Emblema del capitalismo mordi e fuggi, la Fca di Marchionne, Fas in terra di Balcani, ha deciso di sbarazzarsi di parte non piccola di lavoratori dello stabilimento serbo. A Melfi, Termoli, Atessa i lavoratori e le lavoratrici sperimentano la durezza del superlavoro imposto a colpi di straordinari e 20 turni, mentre a Mirafiori larga parte di lavoratori è a riposo forzato e l’incertezza domina sugli altri stabilimenti. Tutti i lavoratori Fca, sebbene in misura diversa, sperimentano quindi la volubilità del capitalismo targato Marchionne.
Il passaggio da turni massacranti al riposo forzato o al licenziamento è molto spesso repentino. Lo devono aver capito bene gli operai serbi, fino a pochi mesi addietro impegnati a lottare per modificare i turni di lavoro e aumentare i salari, che hanno scoperto che il sindacato sta trattando con la direzione aziendale FAS ( Fiat Automobili Serbia) dello stabilimento di Kragujevac la possibilità di giungere ad un accordo per l’uscita “volontaria”di centinaia di operai. FAS ha deciso di togliere il terzo turno a causa di un calo delle vendite della 500L.
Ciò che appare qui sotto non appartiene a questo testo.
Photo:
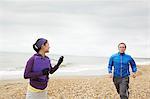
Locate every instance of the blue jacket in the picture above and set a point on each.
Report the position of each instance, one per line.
(121, 63)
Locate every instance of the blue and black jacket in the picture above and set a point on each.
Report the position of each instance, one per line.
(121, 63)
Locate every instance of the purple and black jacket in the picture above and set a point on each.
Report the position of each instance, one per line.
(33, 71)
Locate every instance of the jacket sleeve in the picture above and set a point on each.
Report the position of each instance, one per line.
(133, 65)
(28, 73)
(110, 64)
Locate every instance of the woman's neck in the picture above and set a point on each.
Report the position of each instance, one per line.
(42, 53)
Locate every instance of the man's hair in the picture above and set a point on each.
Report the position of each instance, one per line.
(123, 44)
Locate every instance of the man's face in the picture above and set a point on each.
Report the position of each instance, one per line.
(122, 48)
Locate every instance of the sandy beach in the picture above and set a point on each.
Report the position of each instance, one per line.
(81, 87)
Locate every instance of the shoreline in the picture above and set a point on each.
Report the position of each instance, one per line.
(81, 87)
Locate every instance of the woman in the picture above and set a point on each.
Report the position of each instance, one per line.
(37, 70)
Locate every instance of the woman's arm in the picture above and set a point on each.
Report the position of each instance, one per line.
(28, 73)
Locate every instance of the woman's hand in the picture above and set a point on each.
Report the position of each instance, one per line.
(60, 60)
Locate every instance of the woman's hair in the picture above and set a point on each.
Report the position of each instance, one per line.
(38, 44)
(123, 44)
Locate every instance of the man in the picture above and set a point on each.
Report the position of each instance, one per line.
(121, 62)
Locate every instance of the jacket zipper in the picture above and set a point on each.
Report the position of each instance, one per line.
(121, 67)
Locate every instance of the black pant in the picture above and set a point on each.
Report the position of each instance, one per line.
(122, 86)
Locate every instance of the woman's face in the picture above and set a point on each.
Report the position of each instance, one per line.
(122, 48)
(46, 47)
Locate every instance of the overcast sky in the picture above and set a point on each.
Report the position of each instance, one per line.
(76, 27)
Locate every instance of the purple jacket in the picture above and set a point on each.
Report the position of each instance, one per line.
(34, 68)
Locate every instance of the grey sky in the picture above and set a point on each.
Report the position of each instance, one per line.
(76, 27)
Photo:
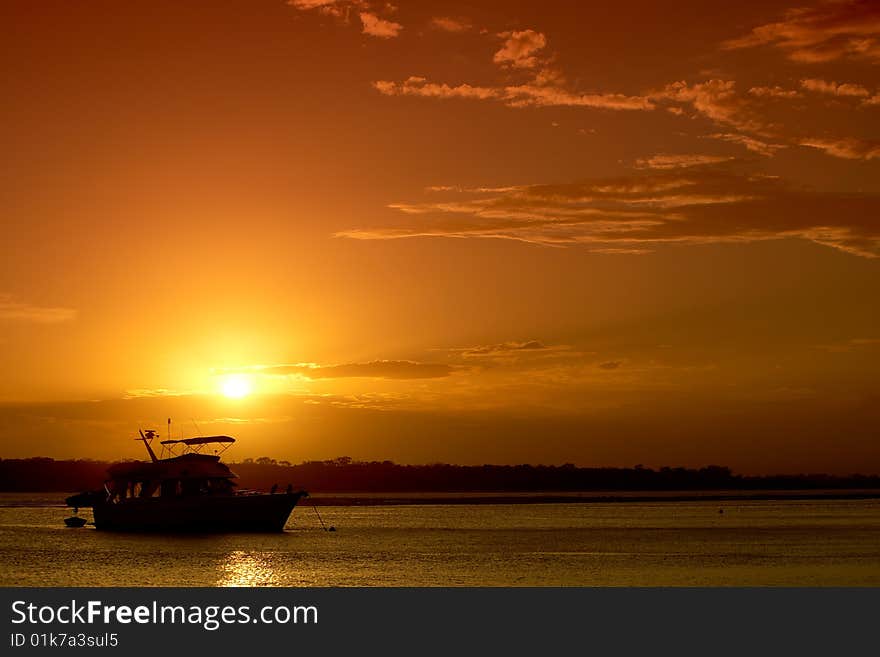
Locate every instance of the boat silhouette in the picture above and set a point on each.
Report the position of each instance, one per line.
(186, 492)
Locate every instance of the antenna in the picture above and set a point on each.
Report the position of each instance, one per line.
(152, 435)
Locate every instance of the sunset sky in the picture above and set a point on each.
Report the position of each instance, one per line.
(603, 233)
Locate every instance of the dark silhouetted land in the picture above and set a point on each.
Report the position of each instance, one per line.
(365, 481)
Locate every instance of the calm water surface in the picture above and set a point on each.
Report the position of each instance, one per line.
(773, 543)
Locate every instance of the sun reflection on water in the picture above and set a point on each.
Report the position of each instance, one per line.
(248, 569)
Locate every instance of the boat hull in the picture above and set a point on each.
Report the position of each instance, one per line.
(215, 514)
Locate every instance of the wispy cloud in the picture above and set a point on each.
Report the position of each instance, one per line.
(716, 100)
(666, 161)
(524, 95)
(834, 88)
(822, 33)
(848, 148)
(379, 27)
(519, 49)
(506, 350)
(638, 213)
(377, 369)
(774, 92)
(16, 311)
(752, 144)
(450, 24)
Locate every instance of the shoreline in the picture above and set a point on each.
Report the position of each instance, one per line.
(414, 498)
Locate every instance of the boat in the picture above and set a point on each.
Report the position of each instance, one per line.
(189, 491)
(75, 521)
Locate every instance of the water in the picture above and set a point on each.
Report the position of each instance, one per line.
(775, 543)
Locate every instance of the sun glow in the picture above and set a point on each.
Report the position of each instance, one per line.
(236, 386)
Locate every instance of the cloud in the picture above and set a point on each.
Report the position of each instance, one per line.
(450, 24)
(15, 311)
(825, 32)
(377, 369)
(640, 212)
(519, 49)
(847, 148)
(337, 8)
(305, 5)
(526, 95)
(752, 144)
(774, 92)
(716, 100)
(378, 27)
(419, 86)
(508, 349)
(662, 161)
(834, 88)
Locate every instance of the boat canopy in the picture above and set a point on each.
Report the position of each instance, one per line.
(201, 440)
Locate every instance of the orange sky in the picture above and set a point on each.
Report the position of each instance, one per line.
(599, 233)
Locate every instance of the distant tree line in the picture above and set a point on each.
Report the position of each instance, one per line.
(344, 475)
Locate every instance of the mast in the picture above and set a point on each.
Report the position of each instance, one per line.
(147, 444)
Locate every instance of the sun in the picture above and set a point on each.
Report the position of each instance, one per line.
(236, 386)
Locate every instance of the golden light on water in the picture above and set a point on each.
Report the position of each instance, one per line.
(247, 569)
(236, 386)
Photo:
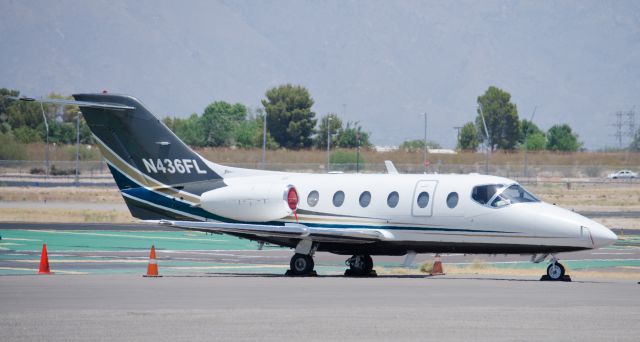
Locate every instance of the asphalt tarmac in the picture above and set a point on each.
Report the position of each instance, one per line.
(276, 308)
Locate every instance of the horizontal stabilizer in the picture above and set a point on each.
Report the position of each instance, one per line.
(74, 103)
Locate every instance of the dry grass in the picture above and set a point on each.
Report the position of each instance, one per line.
(62, 194)
(65, 216)
(313, 156)
(590, 197)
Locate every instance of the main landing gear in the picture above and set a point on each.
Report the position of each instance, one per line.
(555, 271)
(301, 265)
(302, 262)
(360, 266)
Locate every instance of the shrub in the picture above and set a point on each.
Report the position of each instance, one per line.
(346, 160)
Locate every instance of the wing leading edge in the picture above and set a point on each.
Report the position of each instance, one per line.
(289, 230)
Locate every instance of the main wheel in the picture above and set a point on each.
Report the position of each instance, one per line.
(555, 271)
(360, 265)
(301, 264)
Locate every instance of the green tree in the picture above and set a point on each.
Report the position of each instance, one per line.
(468, 139)
(220, 120)
(333, 122)
(352, 136)
(289, 117)
(536, 142)
(191, 131)
(501, 117)
(561, 138)
(528, 128)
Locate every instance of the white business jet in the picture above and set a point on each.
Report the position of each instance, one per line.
(358, 215)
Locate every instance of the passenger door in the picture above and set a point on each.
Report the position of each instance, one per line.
(423, 197)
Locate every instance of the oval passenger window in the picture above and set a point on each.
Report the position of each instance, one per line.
(452, 200)
(365, 199)
(423, 199)
(392, 199)
(338, 198)
(313, 198)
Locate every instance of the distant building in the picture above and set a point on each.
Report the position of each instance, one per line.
(385, 148)
(442, 151)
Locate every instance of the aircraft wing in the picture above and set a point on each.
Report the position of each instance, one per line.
(293, 230)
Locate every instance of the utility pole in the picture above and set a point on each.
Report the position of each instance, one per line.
(486, 131)
(526, 133)
(458, 128)
(328, 144)
(358, 152)
(46, 150)
(78, 149)
(424, 161)
(264, 140)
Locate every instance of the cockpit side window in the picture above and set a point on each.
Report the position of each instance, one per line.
(483, 193)
(501, 195)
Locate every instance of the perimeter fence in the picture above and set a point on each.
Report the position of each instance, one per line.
(34, 172)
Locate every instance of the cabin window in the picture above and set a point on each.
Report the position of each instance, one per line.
(338, 198)
(452, 200)
(313, 198)
(423, 199)
(365, 199)
(392, 199)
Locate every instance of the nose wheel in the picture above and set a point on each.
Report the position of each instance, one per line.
(301, 265)
(555, 271)
(360, 266)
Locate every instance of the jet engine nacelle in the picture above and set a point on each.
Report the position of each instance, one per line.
(251, 202)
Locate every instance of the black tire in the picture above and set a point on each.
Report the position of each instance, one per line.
(363, 268)
(555, 271)
(368, 264)
(301, 264)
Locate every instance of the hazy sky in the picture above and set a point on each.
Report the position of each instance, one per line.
(382, 63)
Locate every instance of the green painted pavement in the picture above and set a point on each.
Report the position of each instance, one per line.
(97, 240)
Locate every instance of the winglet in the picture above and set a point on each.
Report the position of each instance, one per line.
(391, 169)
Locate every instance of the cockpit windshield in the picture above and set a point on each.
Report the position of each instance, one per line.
(500, 195)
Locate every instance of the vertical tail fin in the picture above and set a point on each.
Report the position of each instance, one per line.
(159, 176)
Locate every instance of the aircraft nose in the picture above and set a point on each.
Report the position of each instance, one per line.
(603, 236)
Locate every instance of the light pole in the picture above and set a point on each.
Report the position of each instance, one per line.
(77, 148)
(46, 150)
(328, 143)
(526, 133)
(486, 132)
(264, 140)
(358, 152)
(424, 161)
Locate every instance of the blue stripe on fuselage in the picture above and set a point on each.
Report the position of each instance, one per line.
(135, 191)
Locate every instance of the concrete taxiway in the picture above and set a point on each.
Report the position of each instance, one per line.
(275, 308)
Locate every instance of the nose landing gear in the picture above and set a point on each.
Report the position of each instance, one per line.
(556, 271)
(360, 266)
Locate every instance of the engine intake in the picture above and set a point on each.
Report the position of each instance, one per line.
(251, 202)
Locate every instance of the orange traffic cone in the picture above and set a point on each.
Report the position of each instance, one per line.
(152, 268)
(44, 261)
(437, 266)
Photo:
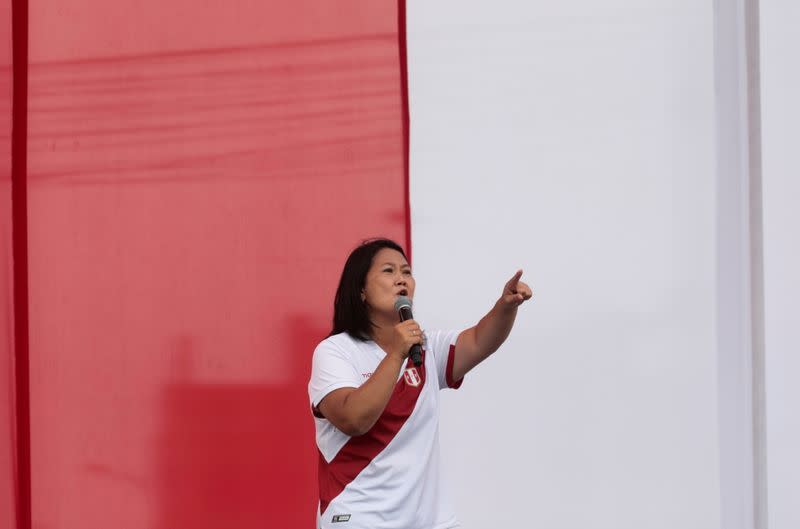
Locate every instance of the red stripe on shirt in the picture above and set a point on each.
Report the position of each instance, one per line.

Sarebbero pertanto circa 900 i lavoratori a rischio sui 3100 impiegati nello stabilimento inaugurato in pompa magna nell’aprile del 2012 di cui Fca detiene il 67% e il restante 33% è nelle mani dello stato serbo. Marchionne all’epoca addebitò la responsabilità della scelta dell’investimento nei Balcani, e non a Mirafiori, alla scarsa serietà dei sindacati italiani. Serietà, per Marchionne, è sinonimo di complicità e resa senza condizioni al volere dell’impresa e del mercato. Non era più sufficiente il modello Pomigliano conquistato nel 2010, in cui complicità e resa sindacale non mancavano di certo, bisognava rendere salari, orari e carichi di lavoro variabili totalmente dipendenti del prodotto specifico e della competitività globale.
Tuttavia, più che la disponibilità sindacale e l’accondiscendenza dei governi italiani, di cui non può lamentarsi, sono state certamente le enormi risorse pubbliche stanziate dal governo serbo e i bassi salari ad aver convinto l’Ad Fca a portare la monovolume in Serbia compiendo l’ennesima violenta divisione in due aziende, esattamente come a Pomigliano, dei lavoratori ereditati dalla Zastava, fabbrica statale di automobili della ex Jugoslavia distrutta dai bombardamenti “umanitari” nel 1999.
Non è chiara l’entità definitiva dell’incentivo pubblico concesso a Fca ma pare sia stata tale da coprire per qualche anno l’insieme delle retribuzioni dello stabilimento. I profitti si incassano in moneta sonante mentre gli impegni sociali sono sempre più effimeri, precari. Una ulteriore conferma, se ce ne fosse bisogno, del fatto che gli investimenti pubblici a sostegno dei profitti privati generano solo speculazione e saccheggio del territorio e non occupazione stabile e benessere.
Negli ultimi quattro anni la Fca ha potuto sfruttare appieno una ripresa generalizzata delle vendite dell’auto dopo il costante declino degli anni precedenti, ciò ha solamente rinviato la ristrutturazione del settore chiesta a gran voce all’Europa dei costruttori di auto da Marchionne. Per noi si tratta invece di costruire resistenza, di lanciare la vertenza generale contro il modello imposto nel 2010 rimettendo al centro la fatica umana, la condizione concreta del lavoro negli stabilimenti. Con la consapevolezza che quanto accade nell’azienda metalmeccanica più grande d’italia parla ancora, nel bene e nel male, all’insieme del mondo del lavoro.